AUGUSTA — You don’t have to be a star, baby, to keep the Edward Little High School boys’ basketball team alive in this show.
The Red Eddies’ four-year run as an annual Eastern Class A title contender has been a marquee-driven endeavor. But suddenly there’s no Troy Barnies. There’s no Corey Therriault. At times, no James Philbrook, and even now the turf toe-stricken senior isn’t nearly the picture of health.
So how does EL keep winning here at Augusta Civic Center, where the Red Eddies chased away Mt. Blue, 59-44, in Saturday evening’s quarterfinals?
“I think we have a deeper bench than last year,” said senior Yusuf Iman, one of two returning starters from the team that won last year’s regional title. “This was a 12-man victory today.”
At the very least, it could be argued that the fifth, sixth and seventh men made the difference between a berth in the semifinals and a seat in the grandstands.
None shone more brightly for more meaningful minutes than freshman Quin Leary.
The third of his brethren to take this court in recent years, Quin might have been overshadowed by more seasoned sibling Bo, who coupled 14 points with 12 rebounds Saturday. But the younger Leary’s own eight points and five boards were dwarfed by what he did in Philbrook’s absence due to foul trouble.
“Nobody even has a clue what he meant to us defensively,” said EL coach Mike Adams, a former Maine Mr. Basketball at Mt. Blue who defeated his mentor and former coach Jim Bessey for the first time in a non-preseason game.
Leary’s initial basket of the game gave EL its first lead, 10-9, to cap a critical run after Mt. Blue rattled off the first nine points.
Four fourth-quarter free throws also helped dull the Cougars’ roar.
“To score eight points off the bench in a game like this,” said Cody Nicholas, “that was huge.”

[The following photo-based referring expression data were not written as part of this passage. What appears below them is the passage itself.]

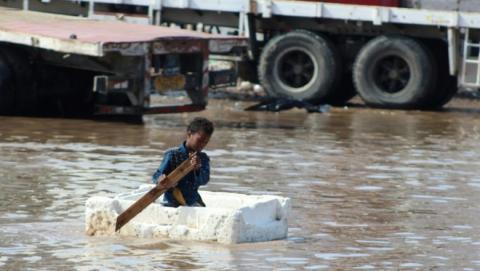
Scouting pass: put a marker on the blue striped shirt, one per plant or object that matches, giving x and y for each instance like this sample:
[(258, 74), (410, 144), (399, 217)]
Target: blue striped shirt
[(191, 182)]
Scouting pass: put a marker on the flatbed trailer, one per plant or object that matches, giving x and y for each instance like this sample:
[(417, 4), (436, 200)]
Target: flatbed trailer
[(412, 54), (80, 66)]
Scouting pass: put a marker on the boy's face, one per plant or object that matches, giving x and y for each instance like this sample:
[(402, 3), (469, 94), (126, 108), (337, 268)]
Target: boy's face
[(197, 141)]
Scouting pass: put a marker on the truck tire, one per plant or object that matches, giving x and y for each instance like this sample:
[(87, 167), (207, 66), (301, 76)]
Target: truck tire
[(7, 92), (300, 65), (394, 72)]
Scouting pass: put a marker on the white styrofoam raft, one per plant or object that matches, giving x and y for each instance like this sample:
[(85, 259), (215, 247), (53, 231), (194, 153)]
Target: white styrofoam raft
[(228, 218)]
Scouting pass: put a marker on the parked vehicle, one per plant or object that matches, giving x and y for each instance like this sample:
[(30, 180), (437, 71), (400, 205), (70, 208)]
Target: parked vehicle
[(79, 66)]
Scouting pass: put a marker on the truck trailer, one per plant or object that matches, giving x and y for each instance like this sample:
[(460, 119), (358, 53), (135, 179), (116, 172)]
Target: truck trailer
[(406, 54), (75, 66)]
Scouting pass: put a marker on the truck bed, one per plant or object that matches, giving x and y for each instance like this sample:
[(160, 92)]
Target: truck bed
[(91, 37)]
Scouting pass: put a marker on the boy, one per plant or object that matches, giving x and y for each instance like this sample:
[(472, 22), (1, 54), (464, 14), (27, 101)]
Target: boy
[(199, 132)]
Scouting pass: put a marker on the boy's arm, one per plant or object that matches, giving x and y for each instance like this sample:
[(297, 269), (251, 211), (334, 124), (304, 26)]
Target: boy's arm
[(163, 169), (203, 173)]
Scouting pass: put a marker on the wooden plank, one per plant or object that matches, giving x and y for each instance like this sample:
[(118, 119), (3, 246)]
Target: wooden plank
[(168, 182)]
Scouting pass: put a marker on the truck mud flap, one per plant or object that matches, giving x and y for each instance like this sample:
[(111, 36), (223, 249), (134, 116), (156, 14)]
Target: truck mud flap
[(222, 78)]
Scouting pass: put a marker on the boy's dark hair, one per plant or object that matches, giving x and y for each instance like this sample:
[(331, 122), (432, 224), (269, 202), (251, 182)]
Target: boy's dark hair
[(198, 124)]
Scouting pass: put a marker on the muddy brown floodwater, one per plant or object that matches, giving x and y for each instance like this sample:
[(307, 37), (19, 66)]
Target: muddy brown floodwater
[(371, 189)]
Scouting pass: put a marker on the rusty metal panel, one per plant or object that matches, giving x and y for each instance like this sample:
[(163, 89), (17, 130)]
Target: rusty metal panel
[(89, 37)]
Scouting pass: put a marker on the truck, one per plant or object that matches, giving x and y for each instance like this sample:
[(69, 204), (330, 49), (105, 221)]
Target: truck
[(399, 54), (75, 66)]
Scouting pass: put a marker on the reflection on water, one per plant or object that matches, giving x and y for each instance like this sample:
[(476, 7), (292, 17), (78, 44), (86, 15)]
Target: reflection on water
[(371, 189)]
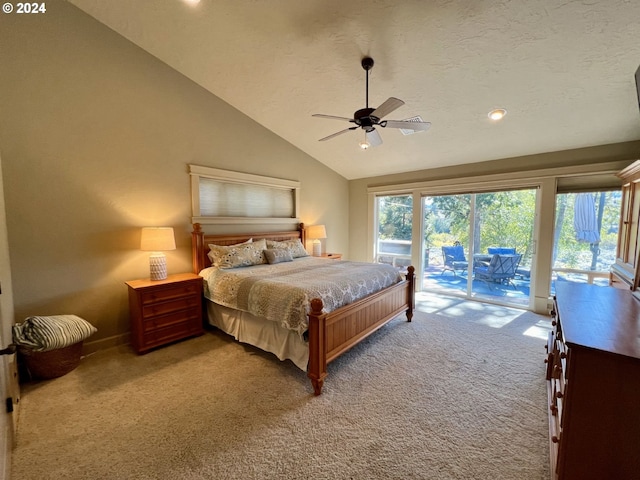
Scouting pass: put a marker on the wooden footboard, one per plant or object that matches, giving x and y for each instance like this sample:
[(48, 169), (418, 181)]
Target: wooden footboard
[(331, 334)]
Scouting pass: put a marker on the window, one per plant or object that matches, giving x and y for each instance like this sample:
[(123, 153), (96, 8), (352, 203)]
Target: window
[(585, 236), (222, 196)]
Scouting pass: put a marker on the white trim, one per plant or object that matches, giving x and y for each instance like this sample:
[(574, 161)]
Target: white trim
[(243, 220), (239, 177), (197, 172), (482, 183)]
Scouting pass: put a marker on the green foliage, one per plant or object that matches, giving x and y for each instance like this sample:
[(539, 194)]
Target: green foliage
[(395, 217), (503, 219)]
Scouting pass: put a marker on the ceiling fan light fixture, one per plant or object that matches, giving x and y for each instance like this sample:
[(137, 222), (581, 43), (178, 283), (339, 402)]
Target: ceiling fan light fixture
[(497, 114)]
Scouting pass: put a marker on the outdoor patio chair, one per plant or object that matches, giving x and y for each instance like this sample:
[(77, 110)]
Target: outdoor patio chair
[(501, 269), (454, 259), (501, 250)]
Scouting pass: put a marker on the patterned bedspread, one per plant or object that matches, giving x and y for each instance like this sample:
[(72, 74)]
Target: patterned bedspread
[(282, 292)]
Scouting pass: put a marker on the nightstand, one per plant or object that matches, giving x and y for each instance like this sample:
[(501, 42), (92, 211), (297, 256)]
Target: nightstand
[(332, 256), (163, 311)]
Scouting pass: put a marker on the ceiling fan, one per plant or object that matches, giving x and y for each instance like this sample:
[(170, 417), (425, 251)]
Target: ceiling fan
[(370, 118)]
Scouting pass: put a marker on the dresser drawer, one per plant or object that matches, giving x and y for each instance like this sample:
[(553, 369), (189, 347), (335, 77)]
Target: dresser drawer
[(184, 289), (163, 308), (182, 317), (170, 333), (164, 311)]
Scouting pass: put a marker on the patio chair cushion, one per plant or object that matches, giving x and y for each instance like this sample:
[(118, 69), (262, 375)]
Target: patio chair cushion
[(501, 268), (501, 250)]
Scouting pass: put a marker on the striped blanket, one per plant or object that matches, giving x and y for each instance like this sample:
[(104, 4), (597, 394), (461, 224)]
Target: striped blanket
[(42, 334)]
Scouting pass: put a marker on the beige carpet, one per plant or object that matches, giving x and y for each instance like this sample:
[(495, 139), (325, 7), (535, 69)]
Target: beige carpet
[(458, 393)]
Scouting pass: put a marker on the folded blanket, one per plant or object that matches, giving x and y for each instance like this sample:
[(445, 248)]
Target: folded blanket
[(42, 334)]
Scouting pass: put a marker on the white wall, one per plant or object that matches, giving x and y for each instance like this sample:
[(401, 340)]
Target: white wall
[(96, 136)]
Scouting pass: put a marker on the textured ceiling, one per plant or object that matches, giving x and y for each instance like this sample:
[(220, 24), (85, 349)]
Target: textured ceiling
[(563, 70)]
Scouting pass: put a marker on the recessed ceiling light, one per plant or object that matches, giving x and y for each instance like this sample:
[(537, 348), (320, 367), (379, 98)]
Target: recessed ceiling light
[(497, 114)]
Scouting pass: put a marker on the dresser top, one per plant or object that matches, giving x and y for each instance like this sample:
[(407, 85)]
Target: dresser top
[(603, 318)]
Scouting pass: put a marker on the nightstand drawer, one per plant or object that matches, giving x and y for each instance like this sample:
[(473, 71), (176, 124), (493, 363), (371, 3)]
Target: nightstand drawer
[(171, 292), (164, 311), (171, 333), (176, 305), (180, 318)]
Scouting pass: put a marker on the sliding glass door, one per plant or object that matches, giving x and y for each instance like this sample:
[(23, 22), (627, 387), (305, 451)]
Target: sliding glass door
[(480, 245)]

Nicholas conveniently and humbly omitted himself from that assessment. But it was the junior sixth man who knocked down a pair of 3-pointers late in the second quarter, transforming a tenuous Eddies lead into a 29-18 cushion at the break.
He scored his entire eight points in that period.
“Cody is the X-factor. I’ve been telling him that all season,” Iman said. “People aren’t expecting it from him, but he always comes up huge.”
Nicholas, who played only a few token seconds at the end of games during last year’s playoff run, traces his developing lack of a perimeter conscience to an early-season game against Mt. Ararat when Iman was out of the lineup.
“I started that night and had 10 points,” Nicholas said. “Early in the season I had really low confidence, but ever since then it’s gotten stronger and stronger.”
Iman was the quiet, sometimes forgotten starter for last year’s Eddies. In 2009-10, that distinction belongs to Timothy Mains.
“I really don’t shoot much,” said Mains, a slender, 5-foot-9 junior guard.
Mt. Blue wishes he didn’t let it fly at all. Mains cashed in a steal and layup late in the third quarter, then drained a 3-pointer to land EL’s opening haymaker of the final period.
EL’s bench outscored the Mt. Blue reserves, 16-9. The Eddies will require similar depth and balance in order to handle perennial nemesis Bangor on Wednesday.
“Those kids gave us just what you want out of your bench,” Adams said.